To survive HIV you need a cocktail of expensive drugs that often have side effects. That could change with research out of The Rockefeller University where scientists have found that harnessing proteins from the human immune system can suppress the virus in mice. Potentially, this could lead to a therapeutic approach to treating HIV that does not require a daily application of drugs.

Florian Klein and his colleagues in Michel Nussenzweig's Laboratory of Molecular Immunology found that a combination of five different antibodies – proteins the human immune system uses to fight infection – could suppress HIV-1 replication and keep the virus at bay for a 60 day period after termination of therapy.

Potent antibodies have previously been found to prevent HIV from infecting non-human primates, raising the possibility that this could lead to a vaccine for humans. However, there has been a school of thought that these would have no effect on infections.

The recently discovered potent antibodies (or "broadly-neutralizing antibodies") used by Klein's team were identified and cloned from HIV-infected patients whose immune systems showed an unusually high ability to neutralize HIV.

“Antibodies had been written off as a treatment for HIV/AIDS because previous studies showed only a limited effect on controlling the virus,” says Klein. “But that was before these more potent antibodies were discovered. We wanted to readdress this question using these new tools.”

HIV-1 is difficult to control because it continually mutates to evade the immune system's attacks. The new antibodies – which target HIV-1's surface protein gp160 – were however found to be effective when used in combination. One antibody alone wasn't enough to quell the virus. Indeed, a mix of three wasn’t enough. But five of them, all firing together, were powerful enough to stop the gp160 from mutating and attaching itself to a host cell.

The next step is to tune the therapy for humans. For this study, the researchers used "humanized" mice which carry functioning human genes, cells and tissues, are standard fare in laboratories requiring small animal models in biological and medical research for human therapeutics. Normal mice don't have the right receptors to be infected with HIV-1.
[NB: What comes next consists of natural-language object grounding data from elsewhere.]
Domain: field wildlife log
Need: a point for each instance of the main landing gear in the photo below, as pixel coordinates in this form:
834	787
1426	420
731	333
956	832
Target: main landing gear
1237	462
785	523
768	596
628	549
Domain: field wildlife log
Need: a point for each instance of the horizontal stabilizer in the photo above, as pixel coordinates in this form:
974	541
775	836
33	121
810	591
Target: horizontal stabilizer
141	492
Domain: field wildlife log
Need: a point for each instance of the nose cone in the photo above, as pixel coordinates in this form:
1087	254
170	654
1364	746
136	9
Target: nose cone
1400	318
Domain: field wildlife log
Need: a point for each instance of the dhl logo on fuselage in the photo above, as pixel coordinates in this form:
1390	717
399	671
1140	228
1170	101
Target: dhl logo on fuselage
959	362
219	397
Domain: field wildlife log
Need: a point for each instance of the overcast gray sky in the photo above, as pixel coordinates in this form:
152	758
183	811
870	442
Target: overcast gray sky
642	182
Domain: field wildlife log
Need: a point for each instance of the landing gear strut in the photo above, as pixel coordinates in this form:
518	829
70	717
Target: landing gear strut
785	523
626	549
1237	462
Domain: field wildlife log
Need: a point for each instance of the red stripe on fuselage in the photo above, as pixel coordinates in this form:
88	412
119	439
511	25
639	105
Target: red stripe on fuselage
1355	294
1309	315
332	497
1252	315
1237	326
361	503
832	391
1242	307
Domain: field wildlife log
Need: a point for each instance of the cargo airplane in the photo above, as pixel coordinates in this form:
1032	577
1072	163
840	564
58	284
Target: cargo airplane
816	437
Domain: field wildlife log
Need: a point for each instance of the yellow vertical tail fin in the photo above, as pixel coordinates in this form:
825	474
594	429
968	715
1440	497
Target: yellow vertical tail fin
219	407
“Although HIV-1 infection in humanized mice differs in many important aspects from infection in humans, the results are encouraging to investigate these antibodies in clinical trials,” says Klein. “It also may be that a combination of antibodies and the already established antiretroviral therapy is more efficacious than either alone.

“If this could be used as a treatment one day, it is conceivable that patients would only need to take traditional drugs until the virus is controlled, and then receive antibodies every two to three months to maintain that control. We’re eager to explore if a benefit in HIV-1-treatment can be achieved in humans.”

The findings are published in the Journal Nature.